Rudolf Virchow (1821–1902), the originator of the concept of cellular pathology, also concerned himself extensively with the pathology of infectious diseases. In 1848, when he was working as a military physician at the Charité Hospital in Berlin, he distributed oppositional political pamphlets and was thereupon suspended from work. On the condition that he would no longer get involved with political activities, he was offered a position as a professor of pathology at the University of Würzburg, Lower Franconia, Germany. He stayed only 7 years in Würzburg, but it was during these years, from 1849 to 1856, that he made some of his major discoveries. Virchow initially worked in the Theatrum Anatomicum, a baroque but rather small pavilion in the center of the city. He shared the site with Albert Kölliker (1817–1905), a contemporary anatomist who once called the place “a gaunt dive”.

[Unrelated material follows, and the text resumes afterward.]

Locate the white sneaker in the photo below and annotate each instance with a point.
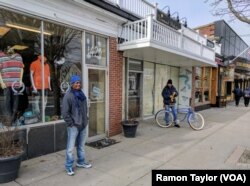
(84, 165)
(70, 171)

In Würzburg, Virchow soon became the secretary of the local scientific society, Physicalisch-Medicinische Gesellschaft, (Physico-Medical Society). In 1855, the society’s scientific journal Verhandlungen der Physicalisch-Medicinischen Gesellschaft (Proceedings of the Physico-Medical Society) published his observations and conclusions about a disease that we know today as alveolar echinococcosis. The title of the article was “Die multiloculäre, ulcerirende Echinokokkengeschwulst der Leber” (The multilocular, ulcerating Echinococcus-tumor of the liver. He was the first to conclude and publish that the enigmatic emerging disease called alveolar colloid was caused by the larval stage of a previously unknown member of the genus Echinococcus and was thus not a form of cancer, as was generally believed. He presented his findings and assumptions during meetings of the scientific society on March 10, 1855, and May 12, 1855.